Тем временем они приехали в усадьбу и спешились во дворе. Солидный мужчина, одетый весьма просто, так что его можно было принять за арендатора, вышел встретить их и отрекомендовался как хозяин дома. Ленардо назвал себя, и владелец усадьбы явно обрадовался его визиту и знакомству с ним.
— Что скажет жена, — вскричал он, — когда увидит у себя племянника своего благодетеля! Ведь она наговориться не может о том, сколь многим они с отцом обязаны вашему дядюшке.
Какие противоречивые мысли зароились в уме Ленардо! Неужели этот человек, такой прямодушный на вид, прикрывает приветливой улыбкой и гладкими речами недобрые чувства? Способен ли он говорить упреки под видом любезностей? Разве дядюшка не сделал эту семью несчастной? Возможно ли, чтобы это осталось ему неизвестно? Или же, — подумал он с внезапной надеждой, — дело обернулось не так плохо, как ты полагаешь? Ведь ничего определенного тебе так и не сообщили. Все эти предположения быстро сменяли друг друга, между тем как хозяин приказывал заложить лошадей и привезти домой жену, уехавшую с визитом по соседству.

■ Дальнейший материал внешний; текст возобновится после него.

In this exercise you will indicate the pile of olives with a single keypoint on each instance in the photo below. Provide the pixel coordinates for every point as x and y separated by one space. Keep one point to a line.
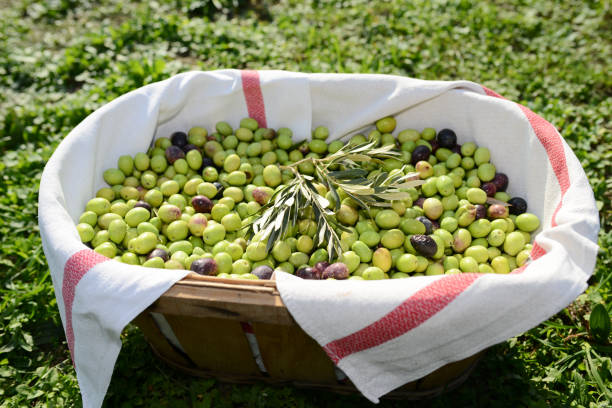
186 202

— Если вы позволите мне до возвращения жены занять вас по-своему и заодно не бросать дел, то соблаговолите пройти со мною несколько шагов до поля, чтобы посмотреть, как я веду хозяйство; ведь вы сами — крупный землевладелец, значит, и вам нет ничего ближе благородной науки, благородного искусства земледелия.
Ленардо не стал возражать, Вильгельм любил узнавать новое, хозяин знал все о своих землях и угодьях, которыми владел и правил неограниченно; если он что предпринимал, все было целесообразно, если что сажал или сеял — все на самом подходящем месте; к тому же он толково объяснял, что и почему следует делать, так что любому становилось понятно и даже казалось возможно самому повторить то же самое и того же достигнуть, — заблуждение, в которое легко впасть, видя, как работает мастер и как в руках у него все ладится.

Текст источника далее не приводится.